A little puzzle with printf()
and C argument passing
In The Easy Ones – Three Bugs Hiding in the Open, Bruce Dawson gave us a little C puzzle in passing:
The variable arguments in printf formatting means that it is easy to get type mismatches. The practical results vary considerably:
- printf(“0x%08lx”, p); // Printing a pointer as an int – truncation or worse on 64-bit
- printf(“%d, %f”, f, i); // Swapping float and int – could print nonsense, or might actually work (!)
- printf(“%s %d”, i, s); // Swapping the order of string and int – will probably crash
[...] (aside: understanding why #2 often prints the desired result is a good ABI puzzle)

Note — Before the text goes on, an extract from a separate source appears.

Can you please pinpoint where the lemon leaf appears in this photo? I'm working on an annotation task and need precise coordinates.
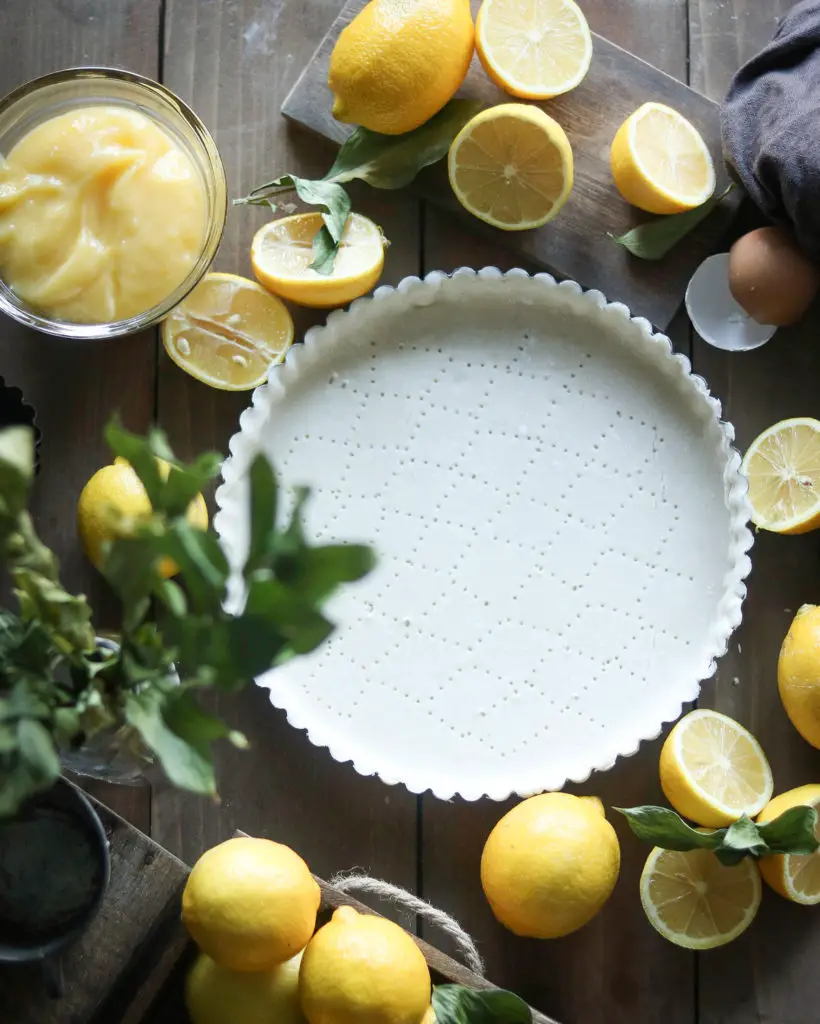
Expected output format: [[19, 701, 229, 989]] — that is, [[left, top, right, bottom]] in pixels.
[[612, 805, 726, 853], [609, 184, 735, 260], [756, 807, 820, 855], [325, 98, 482, 188], [613, 805, 820, 866], [433, 985, 532, 1024]]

I had to think about this for a bit, and then I realized why and how it can work (and why similar integer versus float argument confusion can also work for other functions, even ones with fixed argument lists). What it comes down to is that in some ABIs, arguments are passed in registers (at least early arguments, before you run out of registers), and floating point arguments are passed in different registers than integers (and pointers). This is true even for functions that take variable arguments and will walk through them using stdarg macros (or at least it can be, depending on the ABI).
Because floating point and non floating point arguments are passed in different sets of registers, what matters isn't the total order of arguments but the order of floating point or non-fp arguments. So here, regardless of where '%f' is in the printf format, it always causes printf() to get the first floating point argument, which can never be confused with an integer argument. Similarly, the first '%d' causes printf() to look for the second non-fp argument, regardless of where it was in the argument order; it could be at the end of several floating point arguments and still work.
(The '%d' makes printf() look for the second non-fp argument because the first one was the format string. In an ABI that passed pointers in a separate place than integers, it would still work out, since now the first '%d' would be looking for the first integer argument.)
Using the excellent services of godbolt.org, we can see this in
action on 64-bit x86 in a very small example (I used a very small example and a
decent optimization level to get clear, minimal assembly code). The
floating point argument is passed in xmm0
, while the format string
and the integer argument are passed in edi
and esi
respectively
(I don't know what eax
is doing, but it probably has something
to do with the ABI). A similar thing happens on 64-bit ARM v8 (aka
Aarch64), as we can also see on godbolt with the same example on
Aarch64.
(Based on this page,
the Aarch64 x0
and w1
are in the same set of registers. Apparently
d0
is a 64-bit version of the first floating point register, from
here
[pdf]. I wound up looking up all of this to be sure I understood
what was going on in the Aarch64 call, so I might as well write it
down here.)
Since pointers and integers are normally passed in the same set of
registers (at least on 64-bit x86 and Aarch64), we can also see why
the third example is very likely to fail. Since the same set of
registers is used for both argument types, it's possible to use an
integer argument as a pointer argument, with a segmentation fault
as the likely result. Similarly, we can predict that 'printf("%s
%f", f, s);
' might well work.
PS: This confusion can happen in any language that follows the C ABI on a platform with this sort of split usage of registers (although many languages may prevent this sort of argument type confusion). Not all languages do; famously, Go currently passes all arguments on the stack (as of Go 1.15 and soon Go 1.16).